Nous travaillons en silence pendant une bonne demi-heure, jusqu'à ce que, mon texte terminé, je fais une petite pause et regarde Karkat lire l'ouvrage dans lequel il est plongé avec attention. Il plisse un peu les yeux en lisant, c'est pas la première fois que je le remarque. Des fois je me demande s'il a pas du mal à se concentrer ou quoi…

Je cherche vaguement quoi dire pour lancer la conversation. Pas que les textes relatant toutes les façons dont les trolls chassaient les humains depuis l'Antiquité ne m'intéressent pas, mais au bout d'un moment mon cerveau commence à fatiguer.

« Dis… C'est quoi, ton animal préféré ? »

Karkat sort le nez de son bouquin et me fixe, un air blasé sur son visage.

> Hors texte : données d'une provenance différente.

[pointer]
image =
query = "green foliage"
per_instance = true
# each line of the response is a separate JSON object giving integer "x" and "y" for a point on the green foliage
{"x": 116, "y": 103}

« D'où tu sors cette question débile, d'un coup ?
- Rien, juste comme ça, pour discuter… »

Il pousse un long soupir et pose son livre sur la table en se massant les tempes, s'allongeant un peu plus sur sa chaise.

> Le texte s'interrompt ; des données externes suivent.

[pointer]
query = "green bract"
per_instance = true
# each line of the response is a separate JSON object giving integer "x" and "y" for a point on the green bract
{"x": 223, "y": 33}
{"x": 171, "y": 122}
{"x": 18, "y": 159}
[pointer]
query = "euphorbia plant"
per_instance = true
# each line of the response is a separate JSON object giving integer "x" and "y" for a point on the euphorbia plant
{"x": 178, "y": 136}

« T'as pas trouvé plus chiant comme sujet de conversation ? Et d'abord, pourquoi je m'intéresserais à ces putains d'animaux ? À part pour les avoir dans mon assiette, bien sûr.
- Oh, allez… Y'a bien un animal que tu trouves plus cool que les autres ! Moi par exemple, j'adore les reptiles ! Surtout les salamandres, elles sont super !
- Rien à foutre. »

Je tire une moue vexée. Il a l'air de réfléchir un moment, néanmoins, et finit par me répondre :

« Les crabes, c'est pas mal.
- Hein ? Pourquoi les crabes ?
- Quoi, pourquoi pas ?! Tu voulais que je réponde à ta putain de question, non ? Alors viens pas me faire chier avec ma réponse !
- Oh, ça va, pas la peine de t'énerver. Les crabes, alors ? C'est pas habituel.
- Tu peux causer.
- Héhé, pas faux. »

Je me balance un peu sur ma chaise, les yeux rivés au plafond. Je me demande si je peux m'aider de ça, pour son cadeau de Noël. J'ai eu beau chercher hier, j'ai rien vu qui pourrait l'intéresser. Pas facile de faire plaisir à quelqu'un qui n'aime presque rien… Surtout que pour moi les cadeaux c'est sacré, il faut que ça soit un truc qu'il adore.

« Bon, tu comptes rester là à rêvasser toute la journée, ou tu vas m'aider à avancer ce foutu exposé ?!
- Oh ! Désolé, j'avais la tête ailleurs.
- Ouais ben ramène-là ici, s'te plaît. Il nous reste plus qu'une semaine je te rappelle !
- Quoi, déjà ?! Mince ! Faut que je me dépêche !
- Il serait peut-être temps ouais ! J'ai presque fini ma partie, moi ! »

Je remets les feuilles devant moi en ordre avant de me concentrer à nouveau dessus. C'est que je suis loin d'avoir terminé ma partie, moi ! Comment il peut être plus avancé que moi alors qu'on travaille toujours ensemble ?

Je m'applique à mon travail, essayant d'accélérer un peu, et continue ainsi toute la matinée. Finalement, faire cet exposé m'aura appris pas mal de trucs. C'est pas mal intéressant d'avoir le point de vue de chaque côté, et pas seulement celui des humains.
Mais bon… Même si, du coup, j'ai lu plein d'histoires – dont certaines assez horribles, faut bien l'avouer – sur les trolls, tout ça me semble un peu étranger. J'ai du mal à les voir de la même façon que je vois Gamzee, Aradia, ou les autres. En fait, mis à part au début avec Karkat, je n'imagine pas du tout les trolls essayer de nous dévorer. Ça fait bizarre d'imaginer qu'à une période, c'était le cas. Bon, on a une culture différente et tout, et parfois on se comprend pas trop, mais on arrive bien à s'amuser et à discuter quand même…

Enfin bon, ça sert à rien de trop réfléchir à tout ça.